9. Mme C soutient qu'elle ne sera pas prise en charge en Espagne alors qu'elle est prise en charge en France où elle bénéficie d'un logement décent alors qu'elle se trouverait isolée et sans ressources en Espagne. Elle soutient également, sans toutefois l'établir, qu'elle dispose du soutien de proches en France. Toutefois, la seule circonstance que la requérante soit hébergée en France ne suffit pas à établir que le préfet aurait dû faire application des dispositions citées au point 8 pour l'autoriser à présenter sa demande d'asile en France. En outre la requérante n'établit par aucun élément quelles seraient ses conditions de vie en Espagne durant l'examen de sa demande d'asile. Par suite, la requérante n'est pas fondée à soutenir que le préfet du Nord aurait entaché sa décision d'une erreur manifeste d'appréciation en refusant de faire application des dispositions précitées de l'article 17 du règlement (UE) n° 604/2013. Pour les mêmes motifs, et alors qu'elle ne se prévaut d'aucune attache familiale en France à l'exception de son enfant mineur entré avec elle sur le territoire français, le moyen tiré de la violation de l'article 8 de la convention européenne de sauvegarde des droits de l'homme et des libertés fondamentales doit être écarté.

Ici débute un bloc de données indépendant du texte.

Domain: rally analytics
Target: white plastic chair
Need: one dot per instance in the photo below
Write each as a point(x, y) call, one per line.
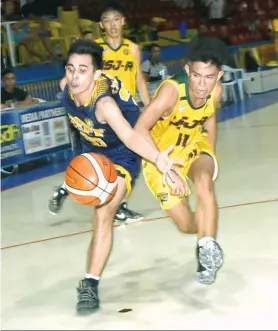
point(233, 77)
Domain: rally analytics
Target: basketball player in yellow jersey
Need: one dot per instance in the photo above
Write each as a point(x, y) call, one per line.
point(182, 113)
point(121, 57)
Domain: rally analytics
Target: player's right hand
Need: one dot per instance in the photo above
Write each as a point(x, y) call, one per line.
point(164, 163)
point(177, 183)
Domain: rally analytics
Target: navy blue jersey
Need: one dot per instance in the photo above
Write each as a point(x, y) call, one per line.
point(96, 136)
point(100, 138)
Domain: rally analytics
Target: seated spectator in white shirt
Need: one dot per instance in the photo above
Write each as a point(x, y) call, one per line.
point(12, 96)
point(152, 69)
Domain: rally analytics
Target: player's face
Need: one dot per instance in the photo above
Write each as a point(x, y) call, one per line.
point(80, 73)
point(202, 78)
point(112, 22)
point(9, 81)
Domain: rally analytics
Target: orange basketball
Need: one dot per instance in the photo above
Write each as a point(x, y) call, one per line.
point(91, 179)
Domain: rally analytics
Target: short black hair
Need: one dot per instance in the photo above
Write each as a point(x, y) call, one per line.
point(111, 6)
point(152, 46)
point(88, 47)
point(208, 49)
point(86, 32)
point(7, 71)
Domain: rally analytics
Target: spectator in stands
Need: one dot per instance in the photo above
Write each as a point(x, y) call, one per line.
point(152, 69)
point(88, 35)
point(24, 35)
point(9, 11)
point(12, 96)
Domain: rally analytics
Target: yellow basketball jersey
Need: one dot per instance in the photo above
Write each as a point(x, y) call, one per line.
point(185, 125)
point(120, 63)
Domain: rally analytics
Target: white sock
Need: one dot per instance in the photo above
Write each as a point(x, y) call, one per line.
point(202, 241)
point(91, 276)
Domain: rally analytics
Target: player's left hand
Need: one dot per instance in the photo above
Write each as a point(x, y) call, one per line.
point(164, 163)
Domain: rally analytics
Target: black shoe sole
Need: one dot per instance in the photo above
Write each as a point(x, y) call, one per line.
point(86, 310)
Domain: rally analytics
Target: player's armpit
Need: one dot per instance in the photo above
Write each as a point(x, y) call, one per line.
point(161, 105)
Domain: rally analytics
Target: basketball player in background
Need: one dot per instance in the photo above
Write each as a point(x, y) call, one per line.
point(104, 112)
point(183, 113)
point(121, 59)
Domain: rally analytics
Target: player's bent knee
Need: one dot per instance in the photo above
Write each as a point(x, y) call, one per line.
point(203, 183)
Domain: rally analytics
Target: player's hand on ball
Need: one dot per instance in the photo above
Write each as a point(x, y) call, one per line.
point(177, 183)
point(164, 163)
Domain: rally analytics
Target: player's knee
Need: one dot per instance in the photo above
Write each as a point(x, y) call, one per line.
point(185, 227)
point(204, 184)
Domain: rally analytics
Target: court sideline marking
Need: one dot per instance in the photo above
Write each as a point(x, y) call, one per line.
point(117, 225)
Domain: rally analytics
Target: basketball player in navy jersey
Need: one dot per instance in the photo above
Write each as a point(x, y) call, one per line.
point(117, 50)
point(104, 113)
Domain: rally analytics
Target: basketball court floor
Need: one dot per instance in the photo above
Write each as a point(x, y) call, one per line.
point(149, 283)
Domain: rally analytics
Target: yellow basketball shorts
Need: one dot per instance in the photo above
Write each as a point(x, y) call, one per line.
point(154, 178)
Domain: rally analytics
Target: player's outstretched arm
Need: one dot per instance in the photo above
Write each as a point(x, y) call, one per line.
point(108, 112)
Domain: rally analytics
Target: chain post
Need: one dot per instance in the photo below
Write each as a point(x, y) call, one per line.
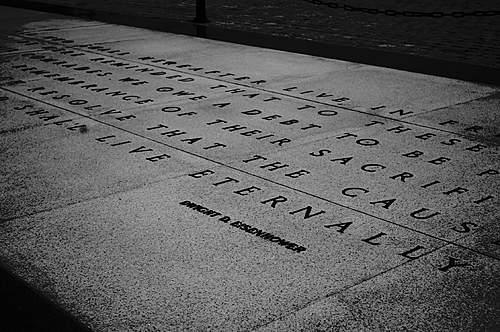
point(201, 12)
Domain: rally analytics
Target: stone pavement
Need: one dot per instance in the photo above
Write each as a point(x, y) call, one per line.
point(467, 40)
point(159, 182)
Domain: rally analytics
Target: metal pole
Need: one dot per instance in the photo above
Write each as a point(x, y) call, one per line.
point(201, 12)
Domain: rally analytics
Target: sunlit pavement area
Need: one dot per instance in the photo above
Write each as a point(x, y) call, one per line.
point(154, 181)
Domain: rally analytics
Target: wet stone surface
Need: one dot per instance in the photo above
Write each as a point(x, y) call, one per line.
point(157, 181)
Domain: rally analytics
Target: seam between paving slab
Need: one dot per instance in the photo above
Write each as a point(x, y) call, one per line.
point(310, 303)
point(260, 89)
point(253, 175)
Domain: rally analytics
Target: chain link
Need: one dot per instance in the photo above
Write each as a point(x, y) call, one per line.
point(405, 13)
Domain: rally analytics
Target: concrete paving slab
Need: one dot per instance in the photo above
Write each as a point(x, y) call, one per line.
point(409, 175)
point(148, 202)
point(132, 260)
point(51, 157)
point(400, 91)
point(406, 299)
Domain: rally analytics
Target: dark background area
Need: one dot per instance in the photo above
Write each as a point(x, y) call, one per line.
point(468, 40)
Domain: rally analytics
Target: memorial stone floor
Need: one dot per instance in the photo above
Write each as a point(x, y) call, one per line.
point(159, 182)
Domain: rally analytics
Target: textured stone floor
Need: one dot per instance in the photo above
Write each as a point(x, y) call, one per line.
point(159, 182)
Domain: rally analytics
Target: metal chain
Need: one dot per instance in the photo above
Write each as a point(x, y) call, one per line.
point(405, 13)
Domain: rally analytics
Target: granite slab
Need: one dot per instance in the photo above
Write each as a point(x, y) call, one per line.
point(153, 181)
point(180, 254)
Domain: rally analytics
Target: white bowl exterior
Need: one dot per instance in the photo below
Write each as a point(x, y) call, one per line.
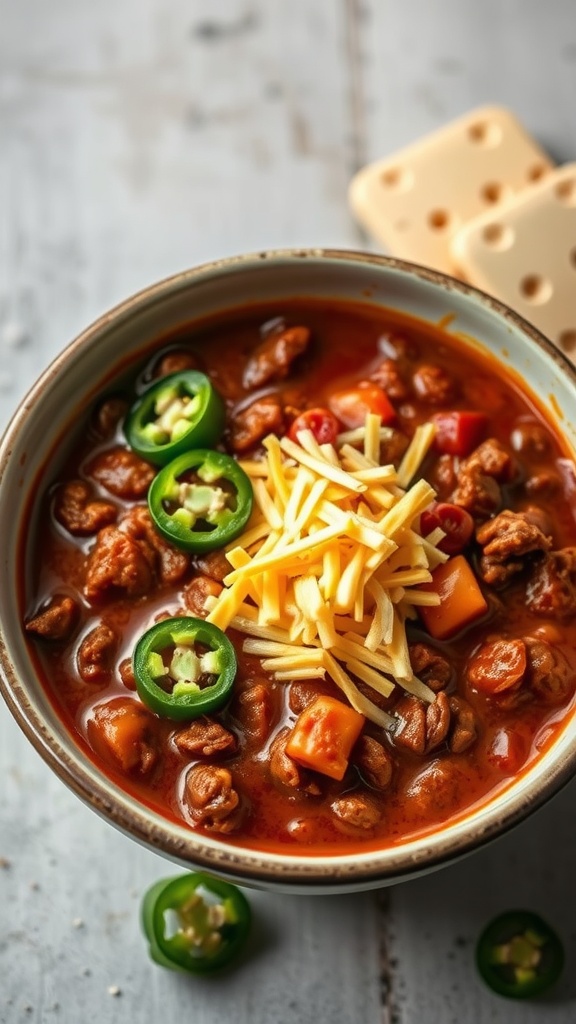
point(88, 365)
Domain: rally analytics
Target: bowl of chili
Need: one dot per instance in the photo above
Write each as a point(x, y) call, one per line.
point(289, 568)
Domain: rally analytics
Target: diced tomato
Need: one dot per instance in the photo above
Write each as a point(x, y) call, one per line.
point(455, 521)
point(459, 432)
point(353, 406)
point(322, 422)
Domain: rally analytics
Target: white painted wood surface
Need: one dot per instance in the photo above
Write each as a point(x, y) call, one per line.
point(138, 137)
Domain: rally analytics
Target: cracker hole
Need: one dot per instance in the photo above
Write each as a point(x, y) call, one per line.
point(493, 192)
point(439, 219)
point(498, 237)
point(485, 133)
point(567, 340)
point(535, 289)
point(398, 178)
point(536, 172)
point(566, 192)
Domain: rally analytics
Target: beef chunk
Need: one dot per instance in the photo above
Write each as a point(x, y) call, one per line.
point(95, 654)
point(253, 710)
point(122, 473)
point(551, 589)
point(56, 621)
point(388, 377)
point(175, 361)
point(463, 729)
point(373, 761)
point(170, 564)
point(250, 424)
point(434, 384)
point(79, 513)
point(212, 799)
point(440, 786)
point(422, 727)
point(124, 733)
point(205, 738)
point(429, 666)
point(491, 459)
point(196, 593)
point(119, 562)
point(478, 494)
point(274, 356)
point(549, 676)
point(357, 811)
point(506, 541)
point(284, 770)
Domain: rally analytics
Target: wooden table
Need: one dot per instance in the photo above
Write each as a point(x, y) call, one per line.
point(138, 137)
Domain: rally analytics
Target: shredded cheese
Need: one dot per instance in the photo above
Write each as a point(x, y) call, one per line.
point(327, 571)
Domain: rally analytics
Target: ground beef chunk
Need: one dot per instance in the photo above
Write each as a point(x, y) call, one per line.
point(196, 593)
point(463, 729)
point(274, 356)
point(108, 416)
point(478, 494)
point(76, 510)
point(124, 733)
point(434, 384)
point(429, 666)
point(170, 564)
point(214, 564)
point(302, 692)
point(212, 800)
point(357, 811)
point(551, 589)
point(175, 361)
point(250, 424)
point(284, 770)
point(389, 378)
point(119, 562)
point(505, 543)
point(440, 785)
point(422, 727)
point(549, 676)
point(498, 666)
point(56, 621)
point(492, 459)
point(205, 738)
point(253, 710)
point(374, 762)
point(95, 654)
point(122, 473)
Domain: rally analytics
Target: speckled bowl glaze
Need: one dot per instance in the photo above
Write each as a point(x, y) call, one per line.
point(42, 425)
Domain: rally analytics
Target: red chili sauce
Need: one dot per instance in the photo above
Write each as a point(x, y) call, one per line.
point(502, 685)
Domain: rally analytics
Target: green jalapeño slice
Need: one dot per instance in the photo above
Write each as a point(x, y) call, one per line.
point(195, 923)
point(183, 668)
point(201, 501)
point(181, 412)
point(520, 955)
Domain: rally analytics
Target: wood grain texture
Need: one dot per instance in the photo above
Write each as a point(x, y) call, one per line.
point(137, 138)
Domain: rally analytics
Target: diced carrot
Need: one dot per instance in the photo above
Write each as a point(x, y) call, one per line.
point(324, 735)
point(460, 599)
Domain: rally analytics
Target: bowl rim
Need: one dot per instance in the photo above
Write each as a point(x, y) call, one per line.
point(246, 864)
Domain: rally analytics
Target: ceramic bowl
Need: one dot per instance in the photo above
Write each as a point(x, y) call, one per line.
point(67, 387)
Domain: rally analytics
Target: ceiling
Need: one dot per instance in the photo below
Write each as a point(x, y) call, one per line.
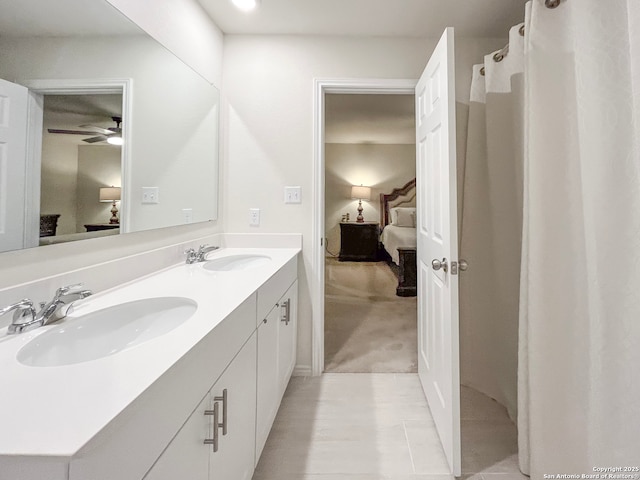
point(69, 112)
point(372, 119)
point(62, 18)
point(402, 18)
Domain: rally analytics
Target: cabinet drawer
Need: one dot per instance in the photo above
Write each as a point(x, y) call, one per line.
point(274, 288)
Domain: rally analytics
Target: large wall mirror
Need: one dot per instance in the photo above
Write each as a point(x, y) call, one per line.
point(94, 80)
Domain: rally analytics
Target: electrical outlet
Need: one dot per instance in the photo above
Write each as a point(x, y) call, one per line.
point(292, 195)
point(187, 215)
point(254, 217)
point(150, 195)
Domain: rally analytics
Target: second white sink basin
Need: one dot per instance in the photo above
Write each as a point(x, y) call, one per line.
point(106, 332)
point(236, 262)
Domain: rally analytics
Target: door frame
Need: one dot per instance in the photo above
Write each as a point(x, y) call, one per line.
point(40, 87)
point(322, 86)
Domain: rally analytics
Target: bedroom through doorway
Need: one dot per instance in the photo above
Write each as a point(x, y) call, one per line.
point(370, 316)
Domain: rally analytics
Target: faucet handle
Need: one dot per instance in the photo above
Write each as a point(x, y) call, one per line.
point(67, 289)
point(21, 309)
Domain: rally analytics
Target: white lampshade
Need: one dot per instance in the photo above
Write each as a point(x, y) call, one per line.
point(109, 194)
point(361, 193)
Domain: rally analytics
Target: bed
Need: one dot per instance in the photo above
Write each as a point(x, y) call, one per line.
point(398, 237)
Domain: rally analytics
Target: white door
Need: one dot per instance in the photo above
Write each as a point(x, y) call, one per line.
point(437, 251)
point(13, 162)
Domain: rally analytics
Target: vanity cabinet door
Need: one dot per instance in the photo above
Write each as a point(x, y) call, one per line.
point(186, 456)
point(268, 398)
point(287, 336)
point(235, 458)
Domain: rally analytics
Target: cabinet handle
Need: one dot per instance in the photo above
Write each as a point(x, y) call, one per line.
point(285, 317)
point(213, 441)
point(222, 399)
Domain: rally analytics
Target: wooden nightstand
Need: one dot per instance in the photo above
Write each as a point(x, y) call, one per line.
point(94, 227)
point(359, 241)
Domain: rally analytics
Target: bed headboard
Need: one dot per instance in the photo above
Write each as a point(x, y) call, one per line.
point(404, 196)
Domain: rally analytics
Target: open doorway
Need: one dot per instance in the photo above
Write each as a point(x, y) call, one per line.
point(370, 321)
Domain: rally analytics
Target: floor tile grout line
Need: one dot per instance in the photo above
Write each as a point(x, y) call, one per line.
point(406, 436)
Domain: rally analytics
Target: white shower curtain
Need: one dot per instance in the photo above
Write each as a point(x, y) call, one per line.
point(579, 371)
point(492, 225)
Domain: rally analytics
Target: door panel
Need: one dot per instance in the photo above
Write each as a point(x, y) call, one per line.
point(13, 158)
point(438, 361)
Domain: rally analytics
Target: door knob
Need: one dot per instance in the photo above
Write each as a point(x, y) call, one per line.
point(437, 265)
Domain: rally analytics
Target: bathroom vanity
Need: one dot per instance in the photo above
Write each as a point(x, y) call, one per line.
point(195, 401)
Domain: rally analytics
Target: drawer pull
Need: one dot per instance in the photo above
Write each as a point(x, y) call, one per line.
point(213, 441)
point(224, 401)
point(286, 312)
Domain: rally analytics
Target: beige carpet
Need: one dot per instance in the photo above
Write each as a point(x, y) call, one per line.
point(367, 327)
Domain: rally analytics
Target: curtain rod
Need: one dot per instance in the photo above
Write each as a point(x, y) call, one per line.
point(500, 54)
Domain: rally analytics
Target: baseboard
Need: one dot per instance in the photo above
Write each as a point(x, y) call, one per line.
point(301, 371)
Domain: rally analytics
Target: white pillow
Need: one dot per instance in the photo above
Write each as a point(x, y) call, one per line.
point(405, 217)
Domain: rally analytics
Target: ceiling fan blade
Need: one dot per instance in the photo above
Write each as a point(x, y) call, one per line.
point(72, 132)
point(99, 138)
point(97, 129)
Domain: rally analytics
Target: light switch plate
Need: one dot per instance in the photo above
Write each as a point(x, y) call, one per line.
point(292, 195)
point(150, 195)
point(254, 217)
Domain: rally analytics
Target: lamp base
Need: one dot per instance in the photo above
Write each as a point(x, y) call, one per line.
point(360, 218)
point(114, 214)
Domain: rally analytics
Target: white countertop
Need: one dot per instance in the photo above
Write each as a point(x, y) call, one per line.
point(54, 411)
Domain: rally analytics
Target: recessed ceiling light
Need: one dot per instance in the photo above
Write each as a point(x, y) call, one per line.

10. En dernier lieu, si l'enfant de Mme C né en 2013, est scolarisé en France depuis le 1er septembre 2023, cette seule circonstance ne suffit pas à établir que la décision de transfert en Espagne de l'intéressée porterait atteinte à l'intérêt supérieur de cet enfant. Il n'est pas davantage établi que l'état de santé de cet enfant nécessiterait son maintien sur le territoire français durant l'examen de la demande d'asile de sa mère. Par suite, le moyen tiré de la violation de l'article 3 paragraphe 1 de la convention relative aux droits de l'enfant doit être écarté, de même que celui tiré de la violation de l'article 6 du règlement (UE) n° 604/2013.

11. Il résulte de tout ce qui précède que Mme C n'est pas fondée à demander l'annulation de l'arrêté du 30 novembre 2023 par lequel le préfet du Nord a ordonné son transfert aux autorités espagnoles. Par voie de conséquence, ses conclusions à fin d'injonction et celles présentées au titre des frais liés au litige doivent être rejetées.

D E C I D E :

Article 1er : Mme C est admise au bénéfice de l'aide juridictionnelle provisoire.

Article 2 : La requête de Mme C est rejetée.

Article 3 : Le présent jugement sera notifié à Mme A C, à Me Tourbier, et au préfet du Nord.

Copie en sera adressée au bureau d'aide juridictionnelle.

Rendu public par mise à disposition au greffe le 9 janvier 2024.

La magistrate désignée

signé

C. Galle

La greffière

signé

M-A Boignard

La République mande et ordonne au préfet du Nord en ce qui le concerne ou à tous commissaires de justice à ce requis en ce qui concerne les voies de droit commun contre les parties privées, de pourvoir à l'exécution de la présente décision.